そんな話がリコの耳に届いたのは、今日の任務を終えて自室に帰ろうとしていた時だった。
気づいた時にはもう、彼女は走り出していた。
廊下を駆け抜け、階段を駆け下り、駐屯兵の兵舎から飛び出す。
駐屯兵団施設の入口には、今日の見張り役の駐屯兵数名が立っていた。
そのうちの1人が、リコに気づく。
「お疲れ様でーす、あれ?リコさん、何かあったんですか?」
見張り役の駐屯兵の声は、リコの耳には届かず、彼の横を猛スピードで走り抜けていく。
彼が、「何かあった。」と感じてしまったほどに、急いでいたせいだ。
普段から神経質な顔をしているリコだけれど、いつも以上に表情を強張らせているという自覚が彼女にもあった。
今回の壁外調査の結果が、駐屯兵団や憲兵団に報告が上がったと同時に、その作戦の内容も把握することになった。
人類に紛れ込み、シガンシナ区及びトロスト区襲撃の実行犯だと思われる人物の確保に成功。この作戦の為に、調査兵団では、数年も前から緻密な準備がされていた。
立案者は、なまえ・みょうじ。
あの日、超大型巨人によるトロスト区襲撃が起きたとき、ピクシスからエレンの話を聞いたなまえは、他にも巨人化出来る人間がいる可能性に気づいた。そして、たとえば、その人間が、人類の敵側だったとしたのならーーーー壁を破壊し、そして突如として消えた超大型巨人が、人類の裏切り者の人間かも知れない。せっかく自分達が開けた穴だ。その裏切り者の人間は、エレンの巨人化を利用したトロスト区奪還作戦の邪魔をしにくるだろう。今まさに、彼らはその作戦を練っているのかもしれない。その証拠として、シガンシナ区への巨人強襲の時には現れた鎧の巨人が、まだ姿を現していないのだとしたらーーーーーーー。

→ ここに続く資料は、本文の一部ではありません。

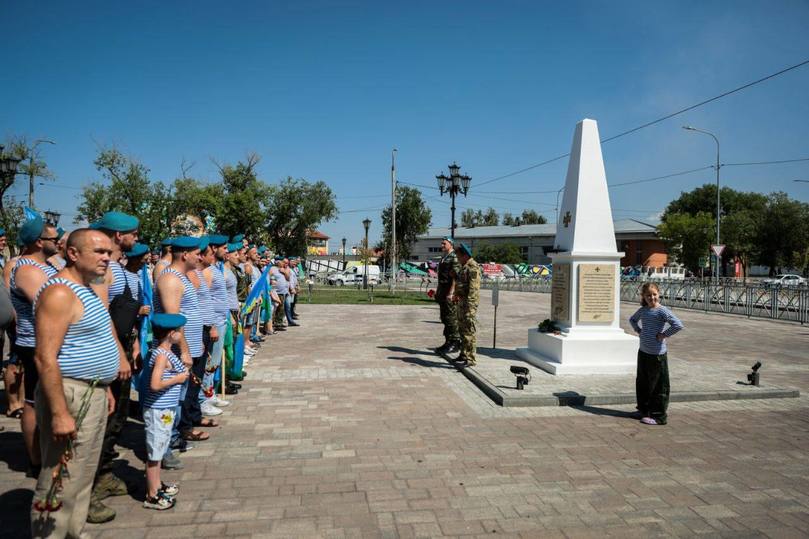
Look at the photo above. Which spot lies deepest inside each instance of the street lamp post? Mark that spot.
(366, 223)
(453, 184)
(8, 167)
(52, 217)
(31, 170)
(718, 200)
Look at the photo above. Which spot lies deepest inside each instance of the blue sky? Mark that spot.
(324, 90)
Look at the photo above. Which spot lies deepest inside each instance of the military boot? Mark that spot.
(108, 485)
(99, 513)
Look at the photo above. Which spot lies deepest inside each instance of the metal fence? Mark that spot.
(753, 301)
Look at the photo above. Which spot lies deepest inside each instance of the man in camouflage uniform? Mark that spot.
(448, 268)
(467, 297)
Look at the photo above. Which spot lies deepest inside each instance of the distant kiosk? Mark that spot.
(585, 294)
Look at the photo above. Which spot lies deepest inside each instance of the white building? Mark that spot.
(637, 239)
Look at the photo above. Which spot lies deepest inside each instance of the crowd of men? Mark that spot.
(81, 341)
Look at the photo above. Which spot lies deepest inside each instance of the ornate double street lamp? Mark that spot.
(366, 223)
(453, 184)
(718, 257)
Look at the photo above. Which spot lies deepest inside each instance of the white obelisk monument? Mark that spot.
(585, 296)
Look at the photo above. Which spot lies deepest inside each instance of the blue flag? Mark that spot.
(145, 327)
(256, 291)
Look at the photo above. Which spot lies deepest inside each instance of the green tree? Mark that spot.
(243, 207)
(293, 209)
(125, 186)
(784, 232)
(502, 253)
(687, 236)
(11, 211)
(412, 219)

ピクシスからエレンの巨人化を利用したトロスト区奪還作戦の説明を聞いたあの数分で、そんなことまで考えていたなまえの思考回路には舌を巻く。ありえないことだ。信じられない。
そんなもの、最悪のシナリオ以外の何ものでもない。今まで、人類が憎んで憎んで泣き疲れるほど憎んできた超大型巨人が、人間だったなんて、信じたくない。
きっとなまえも、それが、杞憂に過ぎないことを願っただろう。
巨人化出来る訓練兵、エレン・イェーガーと共に兵士達がトロスト区奪還作戦を遂行中、なまえは、怪しい人物を探していた。

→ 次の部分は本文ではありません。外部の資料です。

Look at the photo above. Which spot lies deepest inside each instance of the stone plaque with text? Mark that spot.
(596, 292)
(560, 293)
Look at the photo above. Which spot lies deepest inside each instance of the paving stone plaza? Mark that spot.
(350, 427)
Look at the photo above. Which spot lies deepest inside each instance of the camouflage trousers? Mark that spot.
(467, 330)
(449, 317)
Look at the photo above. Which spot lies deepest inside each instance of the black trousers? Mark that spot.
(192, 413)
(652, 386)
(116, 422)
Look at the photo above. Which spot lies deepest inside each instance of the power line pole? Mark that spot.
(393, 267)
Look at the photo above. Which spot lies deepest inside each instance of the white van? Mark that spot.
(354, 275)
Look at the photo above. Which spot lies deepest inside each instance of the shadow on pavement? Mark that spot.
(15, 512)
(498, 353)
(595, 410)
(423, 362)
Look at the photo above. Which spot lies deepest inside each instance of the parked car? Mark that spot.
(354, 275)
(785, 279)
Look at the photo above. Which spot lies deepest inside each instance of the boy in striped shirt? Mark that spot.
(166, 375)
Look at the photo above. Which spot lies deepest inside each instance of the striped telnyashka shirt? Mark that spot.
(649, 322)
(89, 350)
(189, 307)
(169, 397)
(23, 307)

あのとき、エレンが巨人化出来るということを知れた人物は多数いた。作戦に参加する駐屯兵や訓練兵に目を光らせながら、目星をつけたのが、当時まだ訓練兵だったライナー・ブラウンとベルトルト・フーバー、そして、アニ・レオンハートだ。
成績上位者でありながら、敢えて、エレンと同じ調査兵団への入団を決めたライナーとベルトルトは、さらに濃厚な容疑者だった。

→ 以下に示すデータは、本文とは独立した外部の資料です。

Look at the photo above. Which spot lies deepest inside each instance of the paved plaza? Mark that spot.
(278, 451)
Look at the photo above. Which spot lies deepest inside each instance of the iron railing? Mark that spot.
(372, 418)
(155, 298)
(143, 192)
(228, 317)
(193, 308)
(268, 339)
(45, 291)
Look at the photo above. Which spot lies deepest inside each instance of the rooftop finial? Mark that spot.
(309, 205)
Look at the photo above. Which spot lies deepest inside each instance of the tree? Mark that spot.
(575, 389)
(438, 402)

そして、今回の壁外調査で、とうとう鎧の巨人の姿を現したライナーとベルトルトを、調査兵達が一丸となって確保したようだ。
そんな悪い夢のような話を、リコや他の駐屯兵達は、会議室で聞いた。
説明したのは、ストヘス区にある憲兵団本部へ出張して帰ってきたばかりのピクシス司令官だった。
淡々と説明されたそれに、リコの心を握り潰されるのに、あまり時間はかからなかった。
リコ以外の駐屯兵団幹部達もまた、それぞれに思うことがあったのだろう。全ての報告を聞き終えたあと、会議室はシンと静まり返っていた。
数十秒の間を置いて、最初に口を開いたのは、リコだった。
『アイツは…、名前は…!あの日、超大型巨人になれる人間がいるかも知れない可能性について
私達には、一言も説明しませんでした!私たちにも教えてくれていたらーーー。』
『何か出来た、と?
そうじゃな、教えてくれていれば、何かが変わっていたかもしれん。
それはもう、誰にも分からんことじゃ。』
柔らかな声色だった。
けれど、駐屯兵団幹部達を見渡したその目は、厳しく、力強く、そして、とても悲しんでいるようにも見えた。
あの日、ピクシスは、なまえが何かに気づいたことに、気づいたのだろう。
そしてそれを、その場で説明しなかったことにもまた理由があるはずだ、となまえを信じたのだ。
今までのなまえの実績と性格、築いてきた絆があったからだ。
でも、駐屯兵たちは、なまえの言葉を素直に受け止め、なまえと築いてきた絆を思い返すこともせずに、悲劇の全てを彼女のせいにすることで、自分たちの苦しみから逃れようとした。
考えれば、分かったことだ。
今までのなまえを思い返せば、あの日、彼女が仲間を見捨てて楽な方に逃げるようなやつじゃないことくらい、すぐに分かった。
それが自分たちを守るためのもので、自分たちの代わりに、なまえが最も苦しい道を歩いてくれたのだと気づけたはずだ。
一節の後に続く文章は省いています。